In just a two-hour drive, you can head 130 miles southeast of Boise and 100 feet underground to check out the Shoshone Ice Caves. The attraction sees about 12,000 tourists a year from all over the world.
According to local tour guides, the history of the area dates back at least 24,000 years. That's when underground eruptions from the nearby Black Butte volcano created what's called a lava tube, eventually trapping in cold air and filling entirely with ice.
As the tall tale goes, the cave was discovered in the 1880s by a young boy searching for his lost goat. "But at that time, the mouth of the cave was only two feet wide and 14 inches tall and there was only a 10-foot gap back into the cave," tour guide Tia Youtes said. "Other than this, the cave was completely filled with ice at that point."

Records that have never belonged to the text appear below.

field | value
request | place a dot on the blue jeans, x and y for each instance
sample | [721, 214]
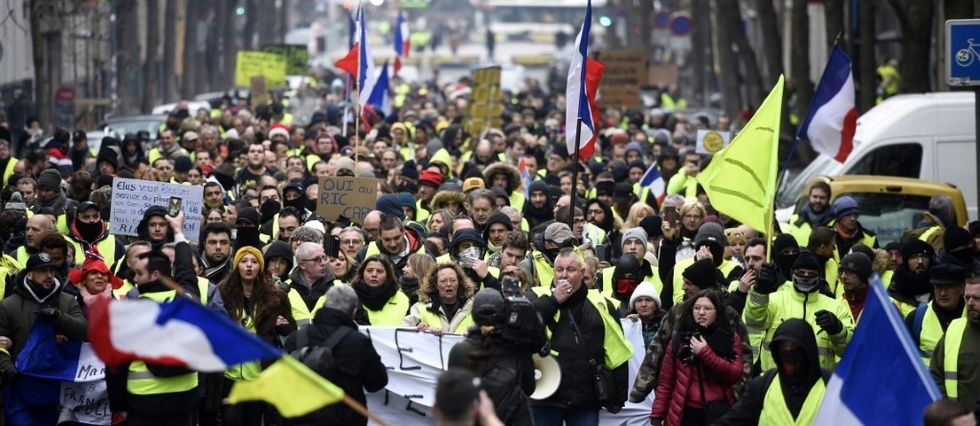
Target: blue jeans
[554, 416]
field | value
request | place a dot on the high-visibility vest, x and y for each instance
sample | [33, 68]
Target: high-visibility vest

The town of Shoshone quickly got word of the underground ice and blasted open the entrance to the cave to make room for horse and buggies to haul out the goods.
"They were taking ice from here all the way to the Oregon coast on the railroads for ice boxes, but when they blasted this wall it disrupted the air flow," Youtes explained. "The hot air was getting in too fast and it actually started to melt."
In the early 1900s, Youtes says Shoshone won 'Nation's Coldest Beer' thanks to the cave. Around the same time, Olympic ice skaters would actually hone their skills inside the cave, lit by lanterns.
"At the time, the suspension bridge wasn't here and the rock fall hadn't happened yet, so imagine if they just had the entire cave to play and practice and bring their lanterns down," Youtes said. "I think it's really neat."
But because warm air was easily flowing through the cave, by the 1940s the natural wonder was ruined. A new owner took over in the '50s and worked to restore the cave's cooling potential by building man-made walls to trap in the icy air. Each year, the ice replenishes. It's now more than 15 feet thick in many places.
To enter the cave you'll have to check in at the gift shop and join a guided tour, which takes about 45 minutes. In the summer, tours are offered daily from 9:00 a.m. to 7:00 p.m., with the last tour of the day heading out at 6:00 p.m.
Because there are several steps leading down into the cave and a narrow suspension bridge inside, it is not wheelchair or stroller accessible. Even if you make the trip on a triple-digit day, you'll want to bring a jacket with you because temperatures in the cave stay below freezing year round.
Youtes adds, "I mean, how many people can say they went from 110-degree lava field down 100 feet into a 28-degree cave filled with 300 tons of ice?"